V. Concerns from the American Business Community
The American Chamber of Commerce in China has expressed concerns about the future of the Chinese economy, citing declining demand and slowing investment. Beyond economic factors, there are also growing concerns about personal safety and the potential for arbitrary legal action against business leaders. Geopolitical tensions, including the ongoing effects of the Trump-era trade war, pose a threat to China’s export-dependent economy, which relies on exports for 37% of its GDP. A shift in export markets towards Southeast Asia and Africa may not fully compensate for potential losses in Europe and the United States.
VI. Unemployment & Structural Issues
Official youth unemployment figures are reported at 17%, but are likely underestimated. The structural shift towards a technology-driven economy, while potentially beneficial in the long term, presents challenges in job creation and requires a robust consumer market to drive demand. China’s experience contrasts with the United States, where consumer spending fueled the growth of the computer industry. China’s state-led economic model and weak consumer base create a risk of accumulating debt without generating sufficient value.
VII. The “Next Big Thing” & Debt Accumulation
China consistently seeks the “next big thing” to drive growth, moving from property to EVs and now AI. However, the pattern repeats: initial investment followed by unsustainable debt accumulation and eventual problems. The EV sector, despite initial success, is plagued by bankruptcies and debt, as exemplified by the case of a subsidized EV company that went out of business owing substantial debts. This pattern is expected to continue with AI, as the government prioritizes investment without addressing the underlying issue of weak consumer demand. Collier states, “A lot of the EVs… that debt is going to be borne by all these local governments and they have no way of paying this back.”
VIII. Path Forward & Potential Reforms
The current situation requires a fundamental shift in economic policy, moving away from state-led investment and towards stimulating domestic consumption. However, China’s history suggests that reforms are only implemented when absolutely necessary. A potential trigger for reform could be a significant rise in unemployment, forcing the government to reallocate resources and prioritize consumer spending. However, as long as the government continues to prioritize technological advancement and maintain its control over the economy, a sustained turnaround remains unlikely.
Notable Quote:
“I don’t see any near-term turnaround.

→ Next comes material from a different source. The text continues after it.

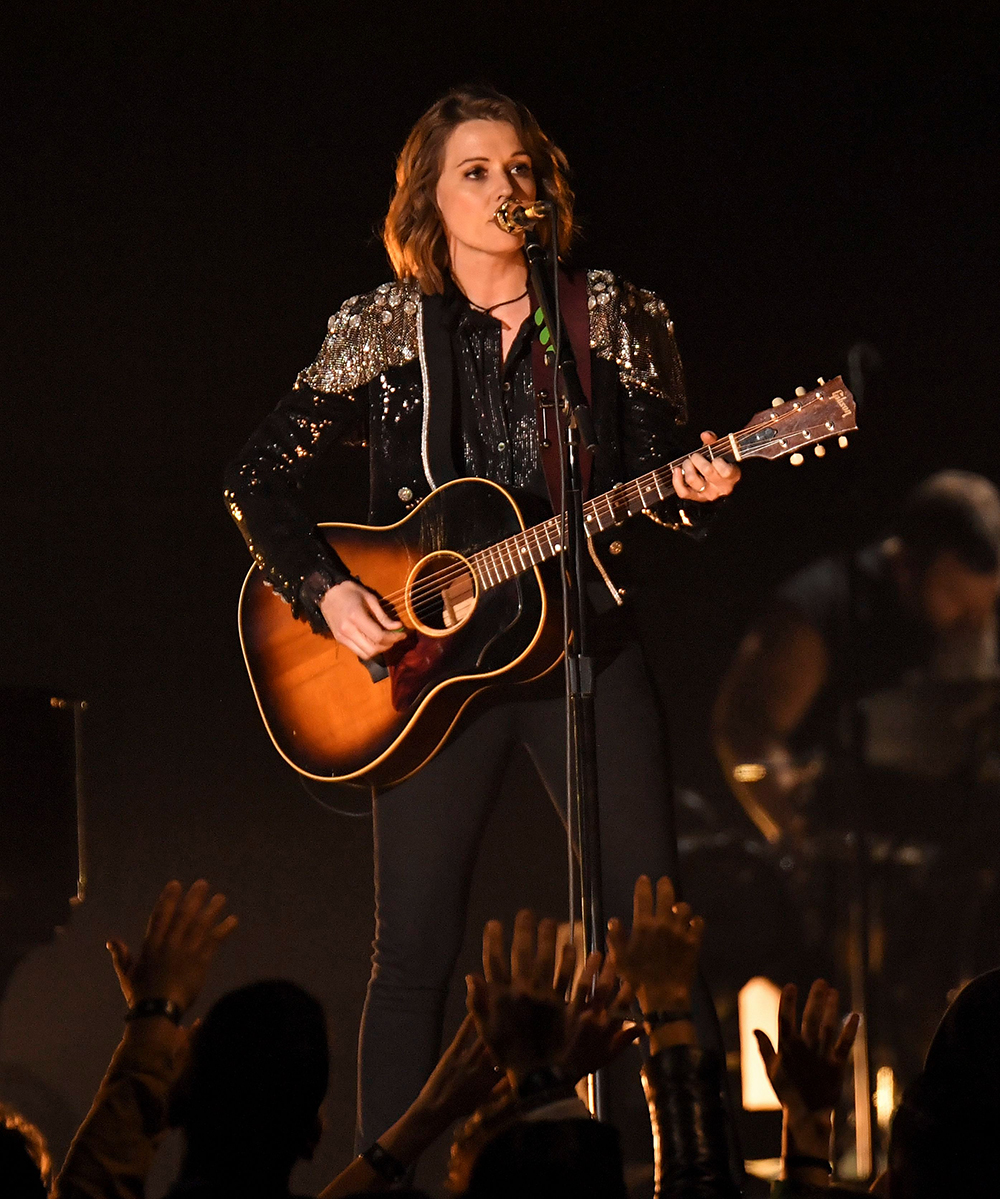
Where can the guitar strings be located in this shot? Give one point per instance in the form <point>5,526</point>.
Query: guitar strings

In fact, I see a kind of a slow grind downwards the way Japan did for over a decade.” – Andrew Collier
Technical Terms:
- GDP (Gross Domestic Product): The total monetary or market value of all finished goods and services produced within a country's borders in a specific time period.
- Fixed Asset Investment: Investment in physical assets like buildings, machinery, and infrastructure.
- Gig Economy: A labor market characterized by short-term contracts and freelance work.
- Subsidies: Financial aid provided by the government to support specific industries or businesses.
- National People's Congress: The highest organ of state power in China.
- Five-Year Plan: A series of social and economic development initiatives set by the Chinese Communist Party.
Conclusion:
The Chinese economy is facing a complex set of challenges, including a deepening property crisis, sluggish domestic demand, and a reliance on state-led investment. While the government is prioritizing technological advancement, the lack of consumer spending and the accumulation of debt pose significant risks. A fundamental shift in economic policy is needed to address these issues, but the likelihood of such a shift remains uncertain. The outlook suggests a prolonged period of slow growth and potential economic stagnation, mirroring Japan’s experience in the 1990s.